Les dispositifs avaient été déployés dans certaines collectivités à la sortie du confinement pour rassurer la population et contrôler l’espace public. Des caméras thermiques à l’entrée des bâtiments pour mesurer la température corporelle des entrants, des caméras s’assurant du bon respect du port du masque ou de la distanciation sociale.
Face à cette multiplication, la Cnil a publié des recommandations et demande une vigilance particulière. Elle alerte même que «sous réserve d’une analyse au cas par cas», «une grande partie de ces dispositifs ne respecte pas le cadre légal applicable à la protection des données personnelles».

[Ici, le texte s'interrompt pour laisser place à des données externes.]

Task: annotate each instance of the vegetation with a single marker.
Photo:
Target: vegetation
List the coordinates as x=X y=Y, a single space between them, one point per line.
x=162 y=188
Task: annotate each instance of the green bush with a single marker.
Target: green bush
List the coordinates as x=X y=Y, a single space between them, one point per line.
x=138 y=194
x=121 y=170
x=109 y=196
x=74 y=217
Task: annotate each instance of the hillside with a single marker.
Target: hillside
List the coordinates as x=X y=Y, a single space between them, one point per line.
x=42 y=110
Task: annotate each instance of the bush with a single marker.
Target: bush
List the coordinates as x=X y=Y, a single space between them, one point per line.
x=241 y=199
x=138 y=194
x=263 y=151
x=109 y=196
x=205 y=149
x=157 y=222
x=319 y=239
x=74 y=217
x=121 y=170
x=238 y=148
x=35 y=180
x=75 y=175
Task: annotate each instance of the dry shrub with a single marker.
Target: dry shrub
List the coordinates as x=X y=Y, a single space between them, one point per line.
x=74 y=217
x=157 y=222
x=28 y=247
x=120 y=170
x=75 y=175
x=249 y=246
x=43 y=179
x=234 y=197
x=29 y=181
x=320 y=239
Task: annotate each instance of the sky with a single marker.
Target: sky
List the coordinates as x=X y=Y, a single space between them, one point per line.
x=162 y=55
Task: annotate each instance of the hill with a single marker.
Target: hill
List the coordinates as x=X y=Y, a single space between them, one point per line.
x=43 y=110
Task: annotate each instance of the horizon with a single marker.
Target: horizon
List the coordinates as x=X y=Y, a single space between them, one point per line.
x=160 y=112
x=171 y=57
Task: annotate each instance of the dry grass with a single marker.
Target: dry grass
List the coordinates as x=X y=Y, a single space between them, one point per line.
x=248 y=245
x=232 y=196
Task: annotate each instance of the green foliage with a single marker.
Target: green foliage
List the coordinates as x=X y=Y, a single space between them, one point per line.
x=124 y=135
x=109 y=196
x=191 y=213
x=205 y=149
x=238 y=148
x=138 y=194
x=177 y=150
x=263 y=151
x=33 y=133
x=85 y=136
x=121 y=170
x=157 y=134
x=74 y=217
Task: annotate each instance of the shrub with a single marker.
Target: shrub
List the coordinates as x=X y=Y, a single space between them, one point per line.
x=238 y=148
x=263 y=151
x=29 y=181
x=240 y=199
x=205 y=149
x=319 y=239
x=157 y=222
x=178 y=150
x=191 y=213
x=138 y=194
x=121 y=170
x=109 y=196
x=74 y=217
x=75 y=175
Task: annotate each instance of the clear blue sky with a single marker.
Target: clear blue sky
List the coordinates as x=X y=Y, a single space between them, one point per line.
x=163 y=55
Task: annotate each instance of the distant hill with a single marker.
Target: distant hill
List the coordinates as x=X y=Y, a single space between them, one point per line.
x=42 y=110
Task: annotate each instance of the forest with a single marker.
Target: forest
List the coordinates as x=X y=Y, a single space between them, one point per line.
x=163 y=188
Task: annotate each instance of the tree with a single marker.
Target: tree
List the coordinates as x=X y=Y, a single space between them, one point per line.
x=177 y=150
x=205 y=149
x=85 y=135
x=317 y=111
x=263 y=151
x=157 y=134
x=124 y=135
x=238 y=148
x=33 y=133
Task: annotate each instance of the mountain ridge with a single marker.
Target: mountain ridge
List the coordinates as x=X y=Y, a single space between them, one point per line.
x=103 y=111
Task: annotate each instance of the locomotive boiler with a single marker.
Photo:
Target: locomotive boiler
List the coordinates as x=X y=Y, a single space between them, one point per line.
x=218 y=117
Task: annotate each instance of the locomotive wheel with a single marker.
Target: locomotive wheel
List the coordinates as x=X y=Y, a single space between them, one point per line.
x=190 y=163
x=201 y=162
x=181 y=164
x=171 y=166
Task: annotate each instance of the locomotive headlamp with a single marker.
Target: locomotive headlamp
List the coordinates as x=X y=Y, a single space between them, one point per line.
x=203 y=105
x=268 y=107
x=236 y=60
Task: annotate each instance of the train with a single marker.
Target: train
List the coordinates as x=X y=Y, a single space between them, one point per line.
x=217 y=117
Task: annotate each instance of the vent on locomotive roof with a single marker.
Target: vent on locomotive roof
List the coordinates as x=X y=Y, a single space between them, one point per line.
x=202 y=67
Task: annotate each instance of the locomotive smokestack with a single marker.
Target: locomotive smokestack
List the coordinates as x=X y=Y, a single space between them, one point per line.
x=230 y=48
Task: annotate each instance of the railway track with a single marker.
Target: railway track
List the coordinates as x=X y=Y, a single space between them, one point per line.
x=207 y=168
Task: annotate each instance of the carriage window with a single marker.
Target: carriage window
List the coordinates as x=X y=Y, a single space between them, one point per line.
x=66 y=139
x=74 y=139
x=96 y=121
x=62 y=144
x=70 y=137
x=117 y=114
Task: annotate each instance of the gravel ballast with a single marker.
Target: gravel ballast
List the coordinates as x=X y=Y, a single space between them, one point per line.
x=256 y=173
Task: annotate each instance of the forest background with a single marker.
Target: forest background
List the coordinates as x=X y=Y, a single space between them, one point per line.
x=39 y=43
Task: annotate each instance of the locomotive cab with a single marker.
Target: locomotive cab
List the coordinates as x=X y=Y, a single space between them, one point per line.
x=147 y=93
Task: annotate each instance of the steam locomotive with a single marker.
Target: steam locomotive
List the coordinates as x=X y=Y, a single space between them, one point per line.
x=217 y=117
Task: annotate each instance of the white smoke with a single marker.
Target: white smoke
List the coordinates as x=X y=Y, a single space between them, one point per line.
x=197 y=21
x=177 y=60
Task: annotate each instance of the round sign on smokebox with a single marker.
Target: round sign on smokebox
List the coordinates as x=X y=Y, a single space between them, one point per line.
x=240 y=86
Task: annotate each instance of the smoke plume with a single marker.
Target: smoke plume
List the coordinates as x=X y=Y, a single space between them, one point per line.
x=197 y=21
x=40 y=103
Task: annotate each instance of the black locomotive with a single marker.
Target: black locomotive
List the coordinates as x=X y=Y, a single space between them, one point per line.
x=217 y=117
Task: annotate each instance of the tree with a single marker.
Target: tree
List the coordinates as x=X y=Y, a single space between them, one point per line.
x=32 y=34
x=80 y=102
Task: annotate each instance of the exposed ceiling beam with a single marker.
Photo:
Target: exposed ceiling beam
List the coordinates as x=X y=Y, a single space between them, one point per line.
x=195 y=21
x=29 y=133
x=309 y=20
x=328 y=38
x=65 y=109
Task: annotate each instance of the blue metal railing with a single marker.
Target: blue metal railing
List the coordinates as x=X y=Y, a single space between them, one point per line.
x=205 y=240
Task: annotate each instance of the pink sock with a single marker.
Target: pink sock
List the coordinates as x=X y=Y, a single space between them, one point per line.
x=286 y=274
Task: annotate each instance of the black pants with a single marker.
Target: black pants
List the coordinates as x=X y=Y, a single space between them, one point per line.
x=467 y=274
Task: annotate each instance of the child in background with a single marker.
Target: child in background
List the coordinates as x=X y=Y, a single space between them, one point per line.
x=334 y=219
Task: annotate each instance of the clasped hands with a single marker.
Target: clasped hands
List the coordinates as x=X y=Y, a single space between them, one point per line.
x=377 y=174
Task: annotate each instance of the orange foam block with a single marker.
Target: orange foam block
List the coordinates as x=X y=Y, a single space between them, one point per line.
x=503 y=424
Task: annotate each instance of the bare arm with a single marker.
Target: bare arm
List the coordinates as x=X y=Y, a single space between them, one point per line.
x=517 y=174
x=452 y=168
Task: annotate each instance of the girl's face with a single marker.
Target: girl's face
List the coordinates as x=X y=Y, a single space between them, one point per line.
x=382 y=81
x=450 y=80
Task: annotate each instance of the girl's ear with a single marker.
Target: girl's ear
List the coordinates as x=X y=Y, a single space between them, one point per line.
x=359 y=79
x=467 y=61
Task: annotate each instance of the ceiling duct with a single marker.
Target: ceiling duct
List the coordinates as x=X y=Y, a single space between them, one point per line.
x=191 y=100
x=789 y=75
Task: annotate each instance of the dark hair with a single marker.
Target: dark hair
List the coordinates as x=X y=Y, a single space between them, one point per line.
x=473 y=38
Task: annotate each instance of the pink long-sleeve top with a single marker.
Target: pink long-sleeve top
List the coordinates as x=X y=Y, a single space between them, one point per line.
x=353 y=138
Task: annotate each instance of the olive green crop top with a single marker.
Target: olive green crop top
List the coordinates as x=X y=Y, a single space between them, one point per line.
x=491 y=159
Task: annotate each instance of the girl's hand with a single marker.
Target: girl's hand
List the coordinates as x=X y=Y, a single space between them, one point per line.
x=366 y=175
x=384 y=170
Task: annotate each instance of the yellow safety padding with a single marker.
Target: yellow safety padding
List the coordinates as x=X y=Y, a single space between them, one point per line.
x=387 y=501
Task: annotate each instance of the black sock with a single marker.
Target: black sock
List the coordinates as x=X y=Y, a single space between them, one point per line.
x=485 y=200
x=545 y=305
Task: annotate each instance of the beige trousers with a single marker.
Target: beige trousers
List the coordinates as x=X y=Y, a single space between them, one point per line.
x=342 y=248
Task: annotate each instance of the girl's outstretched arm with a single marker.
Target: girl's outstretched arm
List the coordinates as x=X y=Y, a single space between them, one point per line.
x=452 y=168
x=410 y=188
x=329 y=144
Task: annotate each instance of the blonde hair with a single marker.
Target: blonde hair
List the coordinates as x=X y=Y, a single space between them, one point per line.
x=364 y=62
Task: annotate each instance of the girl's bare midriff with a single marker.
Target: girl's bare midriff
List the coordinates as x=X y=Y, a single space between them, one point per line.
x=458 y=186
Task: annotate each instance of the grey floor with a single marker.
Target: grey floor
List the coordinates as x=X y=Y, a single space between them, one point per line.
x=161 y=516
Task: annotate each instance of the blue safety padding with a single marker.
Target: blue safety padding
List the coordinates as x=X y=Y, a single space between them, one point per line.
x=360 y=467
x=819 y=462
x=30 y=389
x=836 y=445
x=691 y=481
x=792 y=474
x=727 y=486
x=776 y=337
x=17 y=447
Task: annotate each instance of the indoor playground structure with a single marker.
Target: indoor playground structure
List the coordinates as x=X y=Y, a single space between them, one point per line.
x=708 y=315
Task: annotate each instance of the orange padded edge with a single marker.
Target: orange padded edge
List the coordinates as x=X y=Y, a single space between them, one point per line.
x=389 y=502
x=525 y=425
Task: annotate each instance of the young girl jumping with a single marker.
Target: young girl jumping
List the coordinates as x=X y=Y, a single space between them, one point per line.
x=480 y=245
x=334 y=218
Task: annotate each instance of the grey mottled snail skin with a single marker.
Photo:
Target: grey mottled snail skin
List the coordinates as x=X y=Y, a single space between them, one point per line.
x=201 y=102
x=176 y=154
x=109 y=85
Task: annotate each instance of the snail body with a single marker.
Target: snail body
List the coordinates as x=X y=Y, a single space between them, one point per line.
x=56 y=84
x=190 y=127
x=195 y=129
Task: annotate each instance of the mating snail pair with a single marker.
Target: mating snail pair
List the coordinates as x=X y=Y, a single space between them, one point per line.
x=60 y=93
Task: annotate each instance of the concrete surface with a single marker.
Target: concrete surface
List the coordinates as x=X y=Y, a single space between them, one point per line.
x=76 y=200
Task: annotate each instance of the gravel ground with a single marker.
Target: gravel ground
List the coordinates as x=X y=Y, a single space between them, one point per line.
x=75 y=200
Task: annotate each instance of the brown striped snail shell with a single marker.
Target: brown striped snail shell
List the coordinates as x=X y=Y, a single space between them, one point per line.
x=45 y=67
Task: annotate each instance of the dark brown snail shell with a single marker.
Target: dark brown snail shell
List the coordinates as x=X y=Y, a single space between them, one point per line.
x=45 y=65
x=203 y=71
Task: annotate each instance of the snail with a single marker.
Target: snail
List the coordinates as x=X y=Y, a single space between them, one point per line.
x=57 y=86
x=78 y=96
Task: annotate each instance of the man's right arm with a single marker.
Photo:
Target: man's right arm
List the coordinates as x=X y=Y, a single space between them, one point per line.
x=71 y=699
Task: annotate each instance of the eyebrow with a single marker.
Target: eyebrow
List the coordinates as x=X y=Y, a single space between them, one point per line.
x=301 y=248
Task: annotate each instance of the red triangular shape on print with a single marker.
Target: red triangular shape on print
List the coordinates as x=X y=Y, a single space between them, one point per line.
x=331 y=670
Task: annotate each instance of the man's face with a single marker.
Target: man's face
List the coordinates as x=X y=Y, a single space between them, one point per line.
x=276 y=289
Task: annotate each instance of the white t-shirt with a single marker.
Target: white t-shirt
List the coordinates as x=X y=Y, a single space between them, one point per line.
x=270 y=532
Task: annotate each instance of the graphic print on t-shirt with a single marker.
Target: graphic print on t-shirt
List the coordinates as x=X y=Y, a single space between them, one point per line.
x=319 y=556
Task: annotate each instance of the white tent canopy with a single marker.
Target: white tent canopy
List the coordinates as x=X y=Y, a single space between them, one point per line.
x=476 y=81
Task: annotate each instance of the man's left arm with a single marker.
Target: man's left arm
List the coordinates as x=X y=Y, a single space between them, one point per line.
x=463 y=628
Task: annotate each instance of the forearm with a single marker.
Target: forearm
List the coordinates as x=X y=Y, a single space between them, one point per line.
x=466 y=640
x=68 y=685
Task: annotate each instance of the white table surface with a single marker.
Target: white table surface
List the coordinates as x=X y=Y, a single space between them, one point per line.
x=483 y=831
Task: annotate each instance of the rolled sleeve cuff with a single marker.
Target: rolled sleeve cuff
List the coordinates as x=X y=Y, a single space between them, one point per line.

Le cas des caméras thermiques
Sur les caméras thermiques, utilisées notamment dans deux communes de l’Essonne, Lisses et Mennecy, la Cnil souligne que les données traitées sont à la fois personnelles et de santé. «Le traitement de ces données est en principe interdit», rappelle la commission, sauf exceptions (art. 9.2 du RGPD), telles que des motifs d’intérêts publics importants ou des motifs d’intérêt public dans le domaine de la santé publique, mais cela implique un encadrement législatif ou encore le consentement explicite.
Le consentement ne peut pas être libre, rappelle la Cnil, si le contrôle est obligatoire pour l’accès à un service ou des locaux. Le tribunal administratif de Versailles avait ainsi estimé que les caméras thermiques installées à l’entrée de certains bâtiments administratifs de la commune de Lisses respectaient bien le RGPD, étant donné qu’il n’était pas obligatoire pour les agents de se soumettre à l’œil de la caméra pour pénétrer dans le bâtiment.
La Cnil rappelle par ailleurs le peu d’intérêt sanitaire de ces dispositifs pour la lutte contre l’épidémie de Covid-19. Le Haut Conseil de la santé publique avait estimé, dans un avis publié en avril dernier, que «la prise de température dans un objectif de dépistage de Covid-19 dans la population n’apparait pas comme une mesure fiable pour repérer les personnes infectées par le virus SARS-CoV-2 et en éviter sa diffusion». L’association nationale de vidéoprotection (AN2V), qui réunit les professionnels de la filière, avait d’ailleurs émis un avis défavorable, pour ces raisons, au déploiement de cette technologie.
Faire non de la tête n’est pas une opposition suffisante
La société Datakalab, qui a notamment équipé la ville de Cannes ou la RATP en caméras permettant de mesurer le taux de port de masque ou le respect de la distanciation sociale déclarait qu’il suffisait de faire «non» de la tête pour s’opposer au traitement. Cela n’est «pas satisfaisant du point de vue de la protection des intérêts des personnes», constate la Cnil.
Ces modalités «doivent être considérées comme non-conformes» au RGPD, conclut-elle, ajoutant : «Elle contraint également les individus à afficher publiquement leur opposition au traitement et fait porter une charge trop importante sur la personne, à fortiori si les dispositifs de ce type se multiplient», remarque la commission.
«Grande vigilance»
Plus globalement, la Cnil réitère ses demandes pour un encadrement législatif de ces dispositifs : «Le recours à des caméras « intelligentes » n’est aujourd’hui prévu par aucun texte particulier». Elle avait déjà fait plusieurs appels en ce sens : sur les usages vidéos en 2018 ou sur la reconnaissance faciale en 2019. Ces différentes demandes n’ont pas encore été suivies d’effets législatifs.
Elle alerte par ailleurs sur le développement de ces dispositifs sans réflexion, au risque «de généraliser un sentiment de surveillance chez les citoyens, de créer un phénomène d’accoutumance et de banalisation de technologies intrusives, et d’engendrer une surveillance accrue, susceptible de porter atteinte au bon fonctionnement de notre société démocratique».